When Canadian Stephen Harper set out to become Prime Minister, he justified his heroic quest with reference to a stereotypical enemy: the dreaded 27-toed sloth known as the European welfare state, which, according to Harper, Canada was beginning to resemble. Conservatism to the rescue! (In order to make such obese generalizations, it helped that Harper had never been to Europe in 1997, and had only left Canada once before becoming PM).
Notice the gigantic irony: the Conservative revolution was supposed to happen because Canada was suffering from socialism and the people were looking for an escape from stagnation. This couldn't be further from the truth. The Tories came to power in 2006 because of a couple of spending scandals (the most prominent being the Quebec Sponsorship Scandal) and because of the deal made between Harper as leader of the Canadian Alliance and Progressive Conservative leader Peter McKay to unify the right. There was virtually no shift to the right whatsoever in the realm of public opinion about political values. Furthermore, the Conservatives' first budget betrayed an interest in financial deregulation and things like sub-prime mortgages--a clear indication that if anything, their ideological predilections were leading us into trouble, not out of it. After all, conservatism was the root cause of the financial crisis, and not the solution.
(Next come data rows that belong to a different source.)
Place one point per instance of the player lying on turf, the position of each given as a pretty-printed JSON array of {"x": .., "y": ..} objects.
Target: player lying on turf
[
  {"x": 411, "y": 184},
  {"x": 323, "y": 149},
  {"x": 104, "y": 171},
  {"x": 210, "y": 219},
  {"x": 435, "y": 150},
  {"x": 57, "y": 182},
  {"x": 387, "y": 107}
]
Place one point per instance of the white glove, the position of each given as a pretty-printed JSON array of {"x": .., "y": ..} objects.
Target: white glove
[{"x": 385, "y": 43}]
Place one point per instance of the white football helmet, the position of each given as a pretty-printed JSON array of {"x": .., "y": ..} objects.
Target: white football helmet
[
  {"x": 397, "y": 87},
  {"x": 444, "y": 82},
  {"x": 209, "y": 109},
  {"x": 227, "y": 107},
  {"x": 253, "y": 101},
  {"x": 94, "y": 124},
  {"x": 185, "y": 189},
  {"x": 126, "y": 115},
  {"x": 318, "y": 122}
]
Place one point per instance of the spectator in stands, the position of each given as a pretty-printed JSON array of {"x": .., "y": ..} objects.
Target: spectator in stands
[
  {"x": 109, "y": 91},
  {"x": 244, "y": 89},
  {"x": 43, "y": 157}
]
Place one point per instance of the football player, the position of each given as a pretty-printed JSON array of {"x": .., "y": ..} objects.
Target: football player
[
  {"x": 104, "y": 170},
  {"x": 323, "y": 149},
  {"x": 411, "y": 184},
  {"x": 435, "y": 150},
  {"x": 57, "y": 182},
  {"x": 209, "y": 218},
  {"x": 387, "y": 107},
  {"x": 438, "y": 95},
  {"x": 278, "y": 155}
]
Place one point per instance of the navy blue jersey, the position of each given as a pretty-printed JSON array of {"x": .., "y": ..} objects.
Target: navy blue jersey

Such ignorance also came in handy when came to interpreting the meaning of the euro crisis. (An underlying construction flaw of the EU is a monetary union which lacks the requisite political regulatory political capacities at federal level. It seems that one can't have it both ways--i.e. one can't have monetary union without fiscal union.) Notice that Harper likes to blame the European welfare state--not the way blind faith in market integration raced ahead of the European welfare state--for the crisis. European leaders have sharply--and correctly-- replied that if it had been the debt incurred by high tax-and-spend welfare state that were to blame, Germany and Sweden would be in crisis and the less taxed and less regulated economies of Greece and Ireland would be bailing them out! Harper and Flaherty like to pretend that their fiscal austerity saved the day in Canada and serves as the model for the world. The truth is very different. What the world needs is more of the stability of the banking system, to which conservatives in Canada constituted the biggest existential threat.
2 comments:
The most frustrating part of this saga, for me, is that so few Canadians pay enough attention to recall an of this. I am so tired of mentioning that "those who do not learn from history..."
The best thing for our country is that it continues to get the government that it deserves!
Good comment. But wouldn't the country be deserving of the government that had to get more than 38% of the vote in order to gain a majority?